In Power Management I've disabled sleep and hibernate: booting is so
fast I don't need them. The power switch and the sleep switch are set
to shut down. I don't see anything relevant in BIOS.
Any ideas, or is it just one of those intermittent hardware gremlins.
So that's S1 Standby.
Personally, I'd be really careful adjusting too many knobs in that
subsystem.
I would try to keep all the BIOS settings in the "ideal" range.
ACPI 2.0 standard [Enable]. Standby [Auto, or at least include S3].
Then Save and Exit, so the BIOS will reboot the machine.
In Windows, check Device Manager and the "computer" entry, and check
the HAL. The name there should include "ACPI", like "ACPI Multiprocessor".
And really, if you'd broken ACPI entirely, you'd know it, because the machine
would say "It is safe to turn off the power" and present a
Windows 98 type shutdown screen. If there's no ACPI, then all
that would be left is APM as an option. And some day, the OS will
no longer support APM.
I would have left Sleep and Hibernate as options, and just
not used them. It sounds like you attempted to make
some of these options disappear somehow. (powercfg -h off ???,
from an elevated command prompt)
If you want to play around, you can look at the dumppo utility.
If trying that on Windows 7, I'd probably want a cmd.exe window
with "Run as Administrator" (elevated) as my starting point for running
dumppo. This will not directly solve your "I'm in S1, when I
wanted to shut down" problem, but it will tell you what
ACPI states your system currently supports. Dumppo has
administrative override capability, but that only works
if the BIOS settings are put back to useful values.
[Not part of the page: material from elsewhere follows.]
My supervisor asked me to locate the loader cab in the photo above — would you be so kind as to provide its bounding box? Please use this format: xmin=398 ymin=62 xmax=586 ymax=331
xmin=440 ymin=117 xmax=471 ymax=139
http://forums.pcper.com/showthread.php?p=1825058&postcount=31
Really, shutdown shouldn't be trying to do anything like that.
Neither S1, S3, nor S4. It should just shut down. And all I can
suggest at this point, is to do some basic investigations, of
what works on your system and what doesn't work.
I understand both Windows 7 and Windows 8, have made changes to
what is saved and restored at shutdown. I think Windows 8 keeps
a kernel image, even if you shutdown. It does that, to speed
up boot. Something like, just loading an image into RAM and
warm booting it. Rather than loading a bunch of separate files,
which takes more time. Windows 7 may have some hybrid approach,
like if you select sleep, it may still write something to disk.
So you may want to investigate the details in that direction,
and see if, as a result, shutdown does include elements normally
associated with the other ACPI states.